しかし、今回の普天間基地の名護市辺野古への移転がこんなに長引いたのと、まったく状況は違うが、その底辺に人間のさがが覗かれるようだ。それはこうではないかと思う。
4.墜落事故の危険と隣り合わせだが、生活の便利さを手放したくない軍
 大連の場合、もし空軍が今の空港から1時間以上も北の新空港に移動すれば、訓練機の時間が民用に供されるし、広大な敷地を持つ軍の司令部と宿舎を撤去してそこに新たな滑走路を作れば、問題は一気に解決しそうなものだと思う。だがそうはいかないようだ。
 軍の言い分は、上記自衛隊の友人の話の中にあるように、緊急時に徒歩でもすぐ駆けつけられるような宿舎とその近くに軍人と軍属の家族が生活してゆけるだけの環境がなければならない。それには「社交街」がすぐ近くにあることも含まれるだろう。それは市内から2-30分でないと、高速で1時間も離れては不便極まりないという。
5.普天間基地を別の島や長崎・鹿児島などの過疎の半島の先端に移せぬ理由
 東アジアの国際情勢の危さに対処するには、沖縄地区が一番ふさわしいというのは、これまでも誰もが認めるところだ。ところが、これをどこか人口過疎な島とか長崎鹿児島の半島の先端に移すということが現実的かどうか?という点からすると、上記の大連の例でみれば、そこに居住する何千人もの軍人とその軍属関係及び家族が便利に生活できる条件がなければ難しいということになる。基地ができれば、自然にそういう施設ができて、また多くの人がそこに集って来て、以前の様なにぎわいのある町が形成されるという説もあろうが、上述のように、現代の若い軍人は、何の娯楽もない基地のすぐ近くの軍の宿舎で、
たとえ無料でも住み続けるのは嫌だと感じるだろう。買い物や子供の学校、独身軍人向けの歓楽街もセットとしてなければ、だれも駐留したくないということになろう。

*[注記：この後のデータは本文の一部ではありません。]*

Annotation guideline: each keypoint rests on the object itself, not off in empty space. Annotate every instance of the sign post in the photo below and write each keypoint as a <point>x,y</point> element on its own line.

 以上だが、余談ながら、60年代のベトナム帰還兵の話を下記する。
 私の大学時代の話だが、邦楽部で尺八を吹いていた。京都のお寺で琴の人達と夏合宿で、秋の発表会に向けて練習をしていたら、背の高い20数歳のアメリカ人が稽古場にやって来て、琴と尺八を聞かせてくれという。部員の誰かがどこかで知り合って、案内したものだ。彼は気にいってくれ、それで私がプロの演奏をラジカセに録音して、彼に送る役となった。練習が終わって、夕食をするので、何名か付き合うことになった。夕食後彼が京都のそういう方面の場所を教えてくれないかと、訊ねてきた。当時20歳前だった私は、耳学問では聞いていたが、知らない、と答えた。彼は残念がった。その後、彼の言葉に「Air conditioned」という単語が含まれていて、最初意味が判らなかった。クーラーのことだと推測したが、当時の日本ではエアコンという言葉は普及しておらず、クーラーというのが一般的だったと思う。彼はクーラーのついた部屋でということのようだったが、当時日本でクーラーはまだ高嶺の花であった。自動車にも装備されていないし、普通の家にはクーラーはなかった。だが暑いベトナムの戦場から帰還してアメリカに戻る彼は日本の夏の暑さがこたえていたようで、エアコンがあるところを第一に探していた。
 酷熱の地獄のような戦場から、半年数カ月ぶりに娑婆にもどってきた兵士の休息には、夏の京都は同じくらいこたえただろう。2020年のオリンピックは前回同様10月に開かないと、8月では世界第一級のアスリートたちには過酷な暑さとなるだろう。